O cenário é ainda mais grave porque sequer foram apresentadas formas de mitigação desta conta bilionária. Não se cogitou, ao menos, a criação de um regime de transição adequado para a implementação do piso pelos empregadores. Pretende-se que isso seja feito do dia para a noite, em um atentado contra a segurança jurídica e a proteção da confiança legítima (art. 5º, caput, da CRFB, e art. 23 da LINDB).
Mas a inexequibilidade orçamentária e econômica não é o único vício da Lei nº 14.434/2022. De uma ótica formal, desde o início do processo legislativo, já eram claros os vícios do PL nº 2.564/2020, deflagrado pelo Senado. A uma, pela invasão da competência privativa do Chefe do Poder Executivo para iniciar projetos de lei em matérias diretamente relacionadas ao funcionamento da Administração Pública. A duas, pela violação ao pacto federativo, dado que a União usurpou a competência dos entes subnacionais para tratar do regime jurídico de seus servidores públicos.

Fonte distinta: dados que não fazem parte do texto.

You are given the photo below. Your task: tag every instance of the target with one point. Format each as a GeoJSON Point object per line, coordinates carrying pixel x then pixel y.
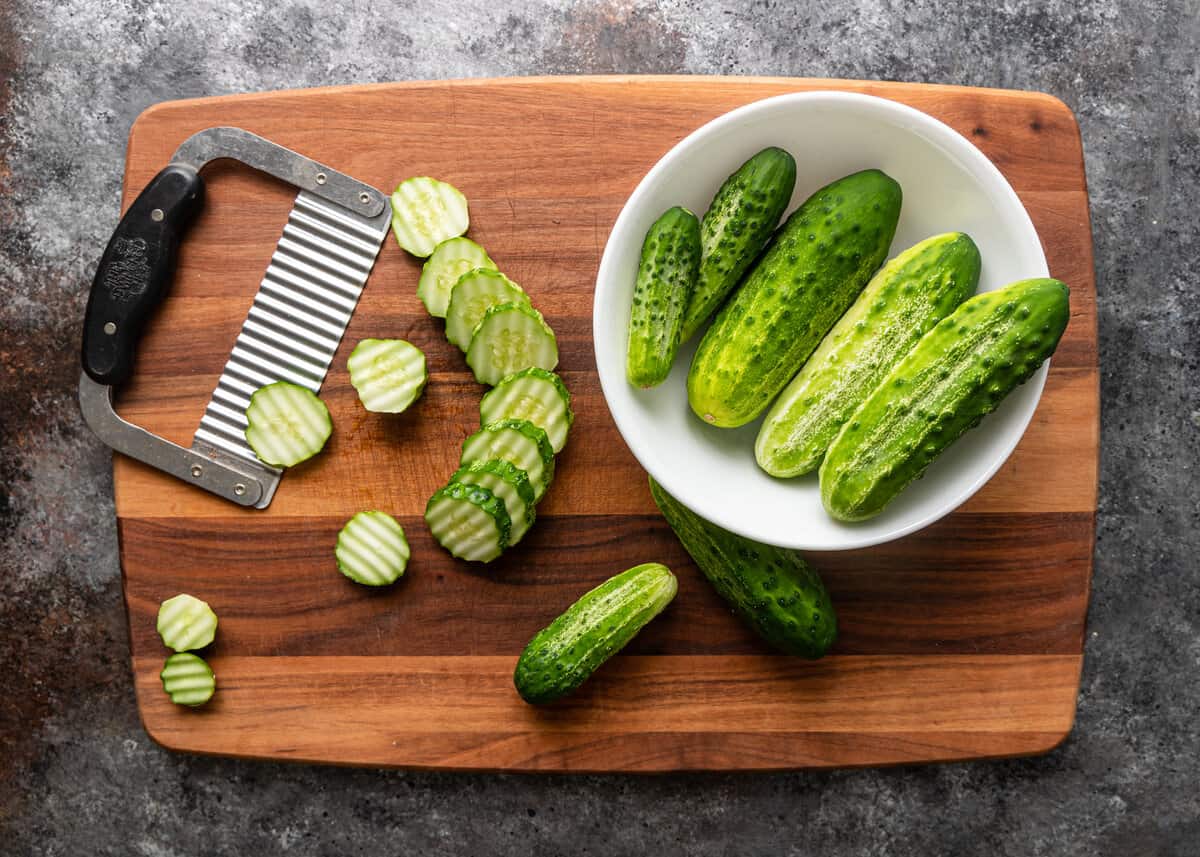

E, dos atropelos, foi-se ao “jeitinho”: para tentar convalidar os vícios indicados (como se isso fosse possível), o Poder Legislativo sobrestou o envio do PL à sanção presidencial por mais de dois meses, em flagrante desconformidade com o Regimento Interno do próprio Congresso Nacional – que estabelece que os projetos definitivamente aprovados “serão enviados à sanção presidencial no prazo improrrogável de 10 (dez) dias” (art. 139). Fê-lo para que pudesse propor, votar e promulgar, nesse meio-tempo, a Emenda Constitucional nº 124/2022, editada para que o PL do piso salarial não fosse suspenso “pelos tribunais do País, sob o argumento de vício de iniciativa”. Ou seja, em uma lógica constitucional às avessas, alterou-se a Constituição para sanear o vício originário de um PL.
Promulgada sob essas condições, a própria EC merece ressalvas: não bastasse ter sido gestada para salvar um PL reconhecidamente viciado, ela é marcada por um ímpeto de centralização, na União, de competências típicas dos entes federativos em matéria de servidor público. Por isso, fragiliza o princípio federativo (art. 60, §4º, I, da CRFB), ao tempo em que engessa e põe em risco a gestão do serviço público de saúde pelos entes subnacionais. Basta lembrar que também a EC nº 124/2022 veio desacompanhada de reflexões sobre a viabilidade fática, jurídica e econômica da instituição de um piso remuneratório uniforme para o enfermeiro, o técnico de enfermagem, o auxiliar de enfermagem e a parteira em toda a Administração Pública, e tampouco previu qualquer tipo de mecanismo compensatório dos novos encargos que impõem aos entes federativos.
Pouco após a promulgação da LPNE, a Confederação Nacional de Saúde, Hospitais e Estabelecimentos e Serviços – CNSAÚDE ajuizou Ação Direta de Inconstitucionalidade nº 7.222. Já era de se esperar. No Brasil atual, quase tudo acaba no Supremo, para o bem ou para o mal. Nesse caso, era isso mesmo o que deveria acontecer.
*Gustavo Binenbojm é professor titular da Faculdade de Direito da Universidade do Estado do Rio de Janeiro (Uerj).